W3C Voice Browser Activity

  • Standards for Voice and Dialogue applications
    • VoiceXML
    • SRGS
    • SISR
    • SSML
    • PLS
    • Call Control XML
    • State Chart XML
  • W3C Recommendations

VoiceXML

  • Language for dialogue applications development.
  • Specification
  • Primary targeted to phone applications.
    • telephone support automation
    • railways/bus schedules information
    • ticket reservation
  • Describes algorithm for dialogue flow control (dialogue strategy)
  • Alternatively can be described by finite state automaton with output (Mealy automaton)
    • SCXML
  • W3C standard W3C (present version 2.1, version 3.0 in state of Working Draft)

VoiceXML - processing

  • Application needs to be run on VoiceXML platform or using VoiceXML interpreter.
    • desktop platforms - OptimTalk, publicVoiceXML, JVoiceXML, …
    • opensource on-line - Asterisk+VoiceGlue, Asterisk+OpenVXI, …
    • on-line commercial:
      • Bevocal Cafe
      • Voxeo Prophecy
    • VoiceXML forms in XHTML documents
      • using namespaces (formerly W3C submission XHTML+Voice profile 1.0)
      • Support in Opera a Firefox web browsers.

VoiceXML - example

Figure: VoiceXML example

<?xml version="1.0" encoding="UTF-8"?>
<vxml version="2.0" xmlns="http://www.w3.org/2001/vxml">
   <form id="pizza-mixed">
      <grammar src="pizza.grxml"/>
      <initial name="pizzaall">
       <prompt>Welcome to FI pizzeria</prompt>
       <nomatch count="2"><assign name="pizzaall" expr="true"/></nomatch>
       <noinput count="2"><assign name="pizzaall" expr="true"/></noinput>
      </initial>
      <field name="kind">
       <prompt>What kind of pizza do you want?</prompt>
       <nomatch>We have salami, mozzarela and appolo pizza</nomatch>
       <noinput>We have salami, mozzarela and appolo pizza</noinput>
       <grammar src="pizza.grxml#kind"/>
      </field>
      <field name="topping">
       <prompt>What topping do you want?</prompt>
       <nomatch>We offer ketchup and chilli.</nomatch>
       <noinput>We offer ketchup and chilli.</noinput>
       <grammar src="pizza.grxml#topping"/>
      </field>
      <field name="drink">
       <prompt>What do you want to drink?</prompt>
       <nomatch>Select one of coke, sprite and water</nomatch>
       <noinput>Select one of coke, sprite and water</noinput>
       <grammar src="pizza.grxml#drink"/>
      </field>
      <field name="ack">
       <prompt>Did you ordered <value expr="kind"/> pizza with <value
       expr="topping"/> and <value expr="drink"/>?</prompt>
       <grammar src="yesno.grxml"/>
      </field>
      <filled>
       <if cond="ack=='yes'">
            <prompt>Order submitted</prompt>
       <else/>
            <clear namelist="kind topping drink ack"/>
       </if>
      </filled>
   </form>
</vxml>

SRGS (Speech Recognition Grammar Specification)
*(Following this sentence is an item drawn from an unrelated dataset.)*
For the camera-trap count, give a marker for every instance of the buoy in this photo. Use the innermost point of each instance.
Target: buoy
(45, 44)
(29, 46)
  • Standard for description of context free grammars.
    • describes the accepted inputs of particular VoiceXML fields
  • Specification
  • Part of W3C Voice Browser Activity standards
  • Present version 1.0
  • SRGS - motivation
    • User’s voice input needs to be recognized - continues speech recognition.
    • success rate 50-99 %
  • Possibilities how to improve success rate:
    • improve the language model
    • problem domain restriction
    • improve the user model
  • Problem domain restriction + language model improvement = SRGS.

SRGS - example

Figure: SRGS grammar referenced in the previous VoiceXML example (pizza.grxml)

<?xml version="1.0" encoding="UTF-8"?>
<grammar root="mixed" xml:lang="en_US">
<rule id="mixed">
   <item>
      <ruleref special="GARBAGE"/>
      <ruleref uri="#kind"/> pizza <ruleref special="GARBAGE"/>
      <ruleref uri="#topping"/> and <ruleref uri="#drink"/>
   </item>
   <tag>
   {
    out.kind=rules.kind;
    out.topping=rules.topping;
    out.drink=rules.drink;
   }
   </tag>
</rule>
<rule id="kind">
   <one-of>
    <item>salami</item>
    <item>mozzarela</item>
    <item>polo</item>
   </one-of>
</rule>
...
</grammar>

SISR (Semantic Interpretation for Speech Recognition)

  • Purpose:
    • What is the meaning of recognized input?
  • Language for derivation of the recognized inputs semantic.
  • Based on ECMAScript.
  • Used in speech recognition grammars (see previous slide).
  • SISR 1.0 Specification

SSML (Speech Synthesis Markup Language)

  • link: Speech Synthesis Markup Language
  • W3C Standard
  • present version 1.1 (September 2010)
  • Used to describe prosody characteristics of synthesized speech.
    • loudness
    • prosody
    • emphasis
    • speech rate
    • voice kind (male, female, neutral)
  • Contains markup for description of pronunciation of foreign words.
    • IPA (International Phonetic Alphabet) can be utilized.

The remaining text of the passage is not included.